For some select cities, extruded polygonal building models are available. Further, detailed 3D models can also be obtained automatically using conventional light detection and ranging (LiDAR)-based techniques. Unfortunately, LiDAR-based techniques tend to be too noisy, and provide insufficient resolution for accurate texture mapping applications. Smoothing LiDAR models tends to be a difficult and computationally expensive problem. In either case, such techniques generally operate to first create an overall mosaic image from the set of input images, and then map the resulting mosaic image to the 3D model. Unfortunately regardless of the type of 3D model that is used, the problem of correctly aligning occlusion boundaries of buildings is not adequately addressed. As a result, the images resulting from such schemes tend to include misaligned textures and mismatching shadows from one surface to another. Further, mapping the mosaiced images to such models typically results in very unnatural angles and warping of objects such as buildings. In other words, the resulting mosaic images do not provide photorealistic views of the scene.
An alternative to the use of full 3D models is to provide oblique views of a scene (such as a set of low-altitude aerial views of the scene) which are then stitched to create an oblique mosaic image for a fixed number of orientations. Then, for a given oblique viewing direction, an orthographic view allows navigation of a large area by panning, much in the same way as with 2D top-down imagery such as stitched satellite imagery.
However, the problem of photorealistic image stitching is more complicated in the case of oblique imagery, especially in the case of images of tall buildings captured at an angle from a moving airplane. In this case, the correspondences between images can be identified to create a relatively seamless mosaic image. Unfortunately, the resulting mosaic image will tend to include a confusing jumble of tall buildings or other structures that all lean at different angles relative to each other because of the different oblique angles at which the various images were captured. In other words, the resulting mosaic images do not provide photorealistic views of the scene.

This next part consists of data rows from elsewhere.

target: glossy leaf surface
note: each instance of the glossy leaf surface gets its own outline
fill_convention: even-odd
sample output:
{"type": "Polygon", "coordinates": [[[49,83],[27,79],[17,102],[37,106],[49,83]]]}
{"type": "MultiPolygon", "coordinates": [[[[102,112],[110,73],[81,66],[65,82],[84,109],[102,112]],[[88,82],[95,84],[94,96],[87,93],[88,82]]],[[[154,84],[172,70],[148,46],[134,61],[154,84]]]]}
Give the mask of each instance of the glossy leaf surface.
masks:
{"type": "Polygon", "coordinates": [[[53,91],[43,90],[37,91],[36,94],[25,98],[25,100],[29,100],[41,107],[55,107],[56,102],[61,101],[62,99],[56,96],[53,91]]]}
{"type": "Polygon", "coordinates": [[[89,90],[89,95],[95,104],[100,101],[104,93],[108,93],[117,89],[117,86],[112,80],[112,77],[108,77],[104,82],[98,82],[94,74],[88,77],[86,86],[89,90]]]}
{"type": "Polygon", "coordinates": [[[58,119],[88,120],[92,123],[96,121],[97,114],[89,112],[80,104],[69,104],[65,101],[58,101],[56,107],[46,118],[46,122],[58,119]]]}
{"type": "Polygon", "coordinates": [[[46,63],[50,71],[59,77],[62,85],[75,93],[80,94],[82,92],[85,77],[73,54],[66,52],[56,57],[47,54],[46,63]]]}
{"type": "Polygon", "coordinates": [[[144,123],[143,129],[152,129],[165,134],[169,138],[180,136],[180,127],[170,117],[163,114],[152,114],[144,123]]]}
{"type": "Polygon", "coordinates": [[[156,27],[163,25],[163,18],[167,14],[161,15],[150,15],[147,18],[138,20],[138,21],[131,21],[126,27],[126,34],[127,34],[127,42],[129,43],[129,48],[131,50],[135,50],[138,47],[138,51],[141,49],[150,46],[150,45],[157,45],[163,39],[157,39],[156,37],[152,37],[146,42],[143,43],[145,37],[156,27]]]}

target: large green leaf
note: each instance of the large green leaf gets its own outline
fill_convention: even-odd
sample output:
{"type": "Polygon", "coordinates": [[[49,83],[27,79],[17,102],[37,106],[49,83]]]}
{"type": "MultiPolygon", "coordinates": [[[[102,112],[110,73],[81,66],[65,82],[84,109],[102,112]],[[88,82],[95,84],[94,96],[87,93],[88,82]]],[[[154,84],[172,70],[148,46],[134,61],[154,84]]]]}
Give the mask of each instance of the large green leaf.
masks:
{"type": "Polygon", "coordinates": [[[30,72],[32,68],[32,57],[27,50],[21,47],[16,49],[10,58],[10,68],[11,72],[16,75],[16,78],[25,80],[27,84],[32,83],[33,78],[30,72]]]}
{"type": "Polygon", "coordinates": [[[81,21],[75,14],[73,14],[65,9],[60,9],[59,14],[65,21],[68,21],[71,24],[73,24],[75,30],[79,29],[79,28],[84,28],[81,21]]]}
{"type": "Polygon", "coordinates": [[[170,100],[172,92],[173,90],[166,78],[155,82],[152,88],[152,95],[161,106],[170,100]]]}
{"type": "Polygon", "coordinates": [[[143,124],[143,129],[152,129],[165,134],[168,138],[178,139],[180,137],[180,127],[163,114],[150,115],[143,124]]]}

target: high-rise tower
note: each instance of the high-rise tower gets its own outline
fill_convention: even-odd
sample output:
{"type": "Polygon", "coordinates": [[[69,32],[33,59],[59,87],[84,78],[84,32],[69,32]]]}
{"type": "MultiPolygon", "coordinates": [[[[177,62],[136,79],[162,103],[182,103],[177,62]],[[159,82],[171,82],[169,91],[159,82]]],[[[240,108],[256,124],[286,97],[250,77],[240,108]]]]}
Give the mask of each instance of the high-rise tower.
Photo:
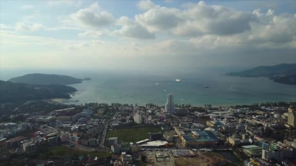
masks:
{"type": "Polygon", "coordinates": [[[296,112],[292,107],[288,109],[288,124],[296,127],[296,112]]]}
{"type": "Polygon", "coordinates": [[[170,114],[175,112],[175,104],[174,104],[174,97],[173,95],[167,95],[166,103],[166,112],[170,114]]]}

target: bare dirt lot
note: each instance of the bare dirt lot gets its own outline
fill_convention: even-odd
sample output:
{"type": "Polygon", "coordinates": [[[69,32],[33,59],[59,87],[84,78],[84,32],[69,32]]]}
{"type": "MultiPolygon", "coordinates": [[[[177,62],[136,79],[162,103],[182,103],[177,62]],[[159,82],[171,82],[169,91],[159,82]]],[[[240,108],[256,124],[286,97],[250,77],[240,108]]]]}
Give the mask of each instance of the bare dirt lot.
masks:
{"type": "Polygon", "coordinates": [[[198,152],[196,153],[197,156],[194,157],[175,158],[175,165],[176,166],[227,166],[227,163],[229,162],[216,153],[198,152]]]}

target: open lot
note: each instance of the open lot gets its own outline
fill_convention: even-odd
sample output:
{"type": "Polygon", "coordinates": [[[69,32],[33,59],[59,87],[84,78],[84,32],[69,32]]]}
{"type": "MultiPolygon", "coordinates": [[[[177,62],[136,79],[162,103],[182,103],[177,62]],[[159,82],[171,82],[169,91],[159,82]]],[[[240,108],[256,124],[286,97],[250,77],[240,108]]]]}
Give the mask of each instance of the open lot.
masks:
{"type": "Polygon", "coordinates": [[[176,158],[175,164],[178,166],[232,166],[225,159],[215,153],[197,152],[197,156],[189,158],[176,158]]]}
{"type": "Polygon", "coordinates": [[[27,157],[35,159],[72,158],[79,155],[87,156],[90,154],[99,158],[105,158],[111,155],[109,151],[87,151],[69,148],[67,146],[57,146],[53,147],[42,147],[38,152],[27,154],[27,157]]]}
{"type": "Polygon", "coordinates": [[[136,128],[114,129],[107,133],[107,138],[118,137],[125,142],[136,142],[148,139],[148,133],[157,132],[161,129],[156,127],[141,127],[136,128]]]}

Some conventional stereo imaging applications attempt to address the problem of different image angles by labeling the pixels of input images to obtain a depth map. This depth information is then used in constructing mosaic images. However, as the depth information in such techniques corresponds to a set of view-parallel planes, slanted surfaces cannot be represented well and appear discretized. Again, the result tends to be a mosaic image that fails to provide a photorealistic view of the scene.
Several conventional mosaicing schemes have attempted to address such problems involves the use of “graph cuts” in combination with conventional stereo imaging applications. With such techniques, the typical goal is to assign a label to each pixel, where each label represents a certain depth. However, rather than assuming view-parallel planes, one such technique uses an approach where each pixel label represents an arbitrary plane, with the affine parameters of each plane being estimated in an expectation-maximization (EM) fashion. The orientations of various surfaces (such as building surfaces) are then estimated and used to warp the various images prior to image stitching. However, the focus of such schemes is on obtaining an accurate depth map of image pixels for use in constructing the resulting mosaic images. Consequently, such schemes tend to fare poorly when addressing the problem of constructing a photorealistic view of the scene.